Sympathetic to Sandusky's victims, yet proud of on-field accomplishments including six bowl wins and two conference championships which will now be erased — Hahn and other players are torn.
"I don't know if I'm supposed to send my bowl ring to a Florida State guy or my Big Ten ring to a Michigan State guy, or something like that," said Hahn, regarding the NCAA ruling. "I really don't know how to feel."
Hahn said teammates which contacted him in recent days through emails and calls can't believe what has happened
"The whole situation is kind of like a nightmare," said Hahn.
The bad dream came to fruition for PSU in the aftermath of horrifyingly real crimes by Sandusky, who awaits sentencing after being convicted on 45 counts of child sex abuse.
In the weight room and through The Second Mile organization set up in 1977 to help underprivileged youth, Sandusky was "around" the Penn State football program, Hahn said, regarding his time at the school. Football players in need of community service for Penn State classes were often recommended to Sandusky's organization, according to Hahn.
"You couldn't really help but be affiliated with him," said Hahn, a fullback ans special teams player in Happy Valley from 2004-07.
The former star learned of the NCAA sanctions from California where he works as a businessman and lives with his wife, , and their daughter.
"I just figured that there would be some wins taken away, but I didn't know from what years," said Hahn, who said he wasn't surprised by the sanctions.
In its ruling, the NCAA ordered the reduction of 10 annual new scholarships and ordered $60 million in sanctions be used externally by Penn State for programs preventing child sexual abuse. The NCAA forbid its use to fund such programs at the university.

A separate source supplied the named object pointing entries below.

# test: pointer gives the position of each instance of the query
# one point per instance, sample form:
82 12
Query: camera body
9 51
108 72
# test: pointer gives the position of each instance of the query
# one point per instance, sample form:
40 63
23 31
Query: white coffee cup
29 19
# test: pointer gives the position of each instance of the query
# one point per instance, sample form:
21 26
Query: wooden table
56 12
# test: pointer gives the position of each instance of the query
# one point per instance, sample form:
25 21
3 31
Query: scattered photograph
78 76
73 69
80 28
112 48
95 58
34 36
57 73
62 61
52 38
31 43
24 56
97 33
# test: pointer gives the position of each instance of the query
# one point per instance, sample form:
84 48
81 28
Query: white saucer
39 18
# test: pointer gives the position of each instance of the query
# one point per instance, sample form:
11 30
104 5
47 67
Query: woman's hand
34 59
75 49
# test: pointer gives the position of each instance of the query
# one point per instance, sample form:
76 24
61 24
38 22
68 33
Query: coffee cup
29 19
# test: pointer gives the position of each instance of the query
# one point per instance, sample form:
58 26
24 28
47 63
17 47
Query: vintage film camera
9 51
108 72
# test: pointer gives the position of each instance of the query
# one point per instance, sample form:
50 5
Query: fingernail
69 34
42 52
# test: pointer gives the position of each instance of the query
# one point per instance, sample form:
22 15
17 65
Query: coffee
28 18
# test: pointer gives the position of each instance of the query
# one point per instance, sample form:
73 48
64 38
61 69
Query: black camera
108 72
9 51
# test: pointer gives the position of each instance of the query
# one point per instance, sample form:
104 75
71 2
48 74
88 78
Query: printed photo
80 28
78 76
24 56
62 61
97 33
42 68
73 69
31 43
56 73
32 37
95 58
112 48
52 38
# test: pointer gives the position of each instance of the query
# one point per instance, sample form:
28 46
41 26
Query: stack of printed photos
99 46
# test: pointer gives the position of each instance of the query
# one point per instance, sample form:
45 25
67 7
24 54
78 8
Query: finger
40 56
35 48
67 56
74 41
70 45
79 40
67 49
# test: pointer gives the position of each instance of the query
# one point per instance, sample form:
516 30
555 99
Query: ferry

Hahn said the donated money will do good but innocent players and other aspects of the university, including non-revenue generating sports that count on football revenue to fund their programs, will suffer as well.
With the decision, former head coach Joe Paterno moves from 409 wins to 298, dropping him from first to 12th on the all-time NCAA coaching wins list.
The Paterno family said in a statement Monday the horrific acts committed by Sandusky shock the conscience of every decent human being, but sanctions announced by the NCAA defame the legacy and contributions of a great coach and educator without due process or input from our family or those who knew him best.
Hahn, 27, who majored in recreation, parks and tourism management at Penn State, was one of the most talented football players to ever hit the Long Island gridiron before being recruited by Paterno.
Rushing for 3,920 career yards at St. Anthony’s and breaking the CHSFL rushing record with 2,057 yards as a senior, Hahn was selected New York Daily News Player-of-the-Year in 2003, and was a two-time All-Long Island, All-State and CHSFL Player-of-the-Year honoree. St. Anthony’s also won three CHSFL titles with his help.
Hahn said he and Paterno had a "great" relationship.
"He never lied to me about anything in terms of what my role was going to be there and he was truthful about the education I was going to get," said Hahn.
In a press release following the ruling Monday, Penn State accepted the penalties of the NCAA for the failure of leadership that occurred on campus.
Paterno's statue was taken down by Penn State Sunday.
"The tragedy of child sexual abuse that occurred at our university altered the lives of innocent children," said Penn State President Rodney Erickson in a press release Monday. "Today, as every day, our thoughts and prayers continue to be with the victims of Mr. Sandusky and all other victims of child abuse."